1. Except for cases that were being reviewed as potential duplicate filings, all receipts have been issued for those cases selected in the random lottery. The CSC and VSC completed data entry on all selected cases on May 23, 2008, and mailing of all receipts was completed on may 24, 2008. So if you have not been issued a receipt by May 24th, your case must have not been selected.

2. Cases that were thought to be duplicate filings are being hand reviewed to determine if they are true duplicates. USCIS has received approximately 500 petitions that are believed to be duplicates. However, some of these were submitted as "protective filings" due to courier delivery confirmation problems or where the petition was sent to an incorrect Service Center. Each will be reviewed and determined on a case-by-case basis. If the second submission was accompanied by an explanation of the reason for the second submission, there is a good chance of acceptance.

3. USCIS has determined that the number of petitions selected during the random selection process will be sufficient to meet the cap limit. Therefore, the use of the reserve/cushion will not be necessary this year. USCIS has begun to mail out rejections this week.

Those not selected must be planning for H1B visa alternatives.

June 14, 2008

EB5 Green Card Program Extended

The EB-5 program allocates 10,000 visas per year for aliens and family members whose qualifying investments result in the creation or preservation of at least ten (10) full-time jobs for U.S. workers. 3,000 of these immigrant visas are set-aside for aliens who invest in designated regional centers, areas of high unemployment or other qualifying rural areas.

The EB-5 visa category started in 1991. Regional Centers started in 1993. The program was due to expire this year. The House of Representatives passed HR 5569, a bill extending the EB-5 Regional Center program for another five years.

June 12, 2008

PERM - DOL Issues Program Guidance on Role of Lawyers in Labor Certification

Following the recent announcement of the audit of all PERM cases filed by Fragomen, largest immigration law firm in the nation. A new set of rules was issued by DOL on the role of Lawyers following the PERM process.

The Department has long held the view that good faith recruitment requires that an employer’s process for considering U.S. workers who respond to certification-related recruitment closely resembles the employer’s normal consideration process. In most situations, that normal process does not involve a role for an attorney or agent (as defined in 20 C.F.R. 656.3) in assessing the ability of applicants to fill the employer's needs.

More specifically, the types of actions prohibited by 20 C.F.R. 656.10(b)(2)(i) and (ii) include:

Lawyers may not conduct any preliminary screening of applications before the employer does so, unless the attorney or agent is the representative of the employer who routinely performs this function for positions for which labor certifications are not filed.

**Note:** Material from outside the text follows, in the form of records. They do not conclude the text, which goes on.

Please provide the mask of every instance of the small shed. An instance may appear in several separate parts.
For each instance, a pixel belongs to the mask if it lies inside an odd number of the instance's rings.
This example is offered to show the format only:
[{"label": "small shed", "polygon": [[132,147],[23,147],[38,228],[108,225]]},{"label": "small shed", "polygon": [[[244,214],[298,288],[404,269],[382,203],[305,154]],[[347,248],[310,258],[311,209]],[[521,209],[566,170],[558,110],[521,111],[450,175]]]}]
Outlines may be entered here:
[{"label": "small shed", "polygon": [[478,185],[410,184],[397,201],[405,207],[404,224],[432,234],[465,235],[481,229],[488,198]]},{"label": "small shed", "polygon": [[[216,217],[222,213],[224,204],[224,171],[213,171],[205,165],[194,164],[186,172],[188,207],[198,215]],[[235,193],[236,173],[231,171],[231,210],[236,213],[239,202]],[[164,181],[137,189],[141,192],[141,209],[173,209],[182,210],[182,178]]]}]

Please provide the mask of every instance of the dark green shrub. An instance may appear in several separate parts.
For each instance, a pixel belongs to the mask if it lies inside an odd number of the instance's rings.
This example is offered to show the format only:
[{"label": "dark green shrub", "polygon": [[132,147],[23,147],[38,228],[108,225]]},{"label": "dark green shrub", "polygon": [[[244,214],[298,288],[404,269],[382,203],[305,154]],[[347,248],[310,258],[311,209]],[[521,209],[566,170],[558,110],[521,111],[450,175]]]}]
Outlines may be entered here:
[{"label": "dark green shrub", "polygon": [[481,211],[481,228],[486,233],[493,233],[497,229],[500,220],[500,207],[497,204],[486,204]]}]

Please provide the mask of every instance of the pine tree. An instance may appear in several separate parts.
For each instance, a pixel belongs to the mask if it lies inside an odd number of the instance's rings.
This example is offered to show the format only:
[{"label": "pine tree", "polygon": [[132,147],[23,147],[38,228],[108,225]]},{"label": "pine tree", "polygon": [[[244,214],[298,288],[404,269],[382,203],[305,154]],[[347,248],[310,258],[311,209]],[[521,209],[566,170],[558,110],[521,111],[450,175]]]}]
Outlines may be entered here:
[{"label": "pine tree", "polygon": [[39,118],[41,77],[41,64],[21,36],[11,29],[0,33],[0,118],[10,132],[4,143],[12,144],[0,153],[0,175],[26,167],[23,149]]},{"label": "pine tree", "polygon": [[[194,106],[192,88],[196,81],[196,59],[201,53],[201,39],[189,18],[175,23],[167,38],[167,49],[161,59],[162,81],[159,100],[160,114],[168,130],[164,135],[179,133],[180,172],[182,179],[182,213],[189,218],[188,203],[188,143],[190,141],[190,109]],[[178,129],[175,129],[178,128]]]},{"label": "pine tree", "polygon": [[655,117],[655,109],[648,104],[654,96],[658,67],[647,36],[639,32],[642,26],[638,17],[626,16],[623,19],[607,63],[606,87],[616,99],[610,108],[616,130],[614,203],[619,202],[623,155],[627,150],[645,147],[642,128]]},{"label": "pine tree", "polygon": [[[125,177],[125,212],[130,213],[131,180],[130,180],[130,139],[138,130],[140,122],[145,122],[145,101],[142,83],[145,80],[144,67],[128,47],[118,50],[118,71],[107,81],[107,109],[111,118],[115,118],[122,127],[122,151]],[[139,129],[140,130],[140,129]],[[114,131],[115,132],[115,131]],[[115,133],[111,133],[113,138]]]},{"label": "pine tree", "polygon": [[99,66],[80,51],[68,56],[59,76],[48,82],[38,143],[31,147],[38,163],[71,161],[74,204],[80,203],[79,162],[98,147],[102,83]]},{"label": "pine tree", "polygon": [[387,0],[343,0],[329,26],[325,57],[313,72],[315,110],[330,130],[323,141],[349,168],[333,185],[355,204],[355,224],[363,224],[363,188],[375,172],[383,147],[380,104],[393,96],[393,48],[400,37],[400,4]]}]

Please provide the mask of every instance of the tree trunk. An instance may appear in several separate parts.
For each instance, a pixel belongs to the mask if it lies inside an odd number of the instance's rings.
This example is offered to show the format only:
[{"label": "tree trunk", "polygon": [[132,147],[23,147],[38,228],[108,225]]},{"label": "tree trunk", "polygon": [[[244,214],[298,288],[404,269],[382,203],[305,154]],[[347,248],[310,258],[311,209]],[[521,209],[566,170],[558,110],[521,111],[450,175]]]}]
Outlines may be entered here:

Attorneys and agents may not participate in the interviewing of U.S. worker applicants, unless the attorney or agent is the representative of the employer who routinely performs this function.

Under no circumstances, however, should an attorney or agent seek to dissuade an employer from its initial determination that a particular applicant is minimally qualified, able, willing and available for the position in question.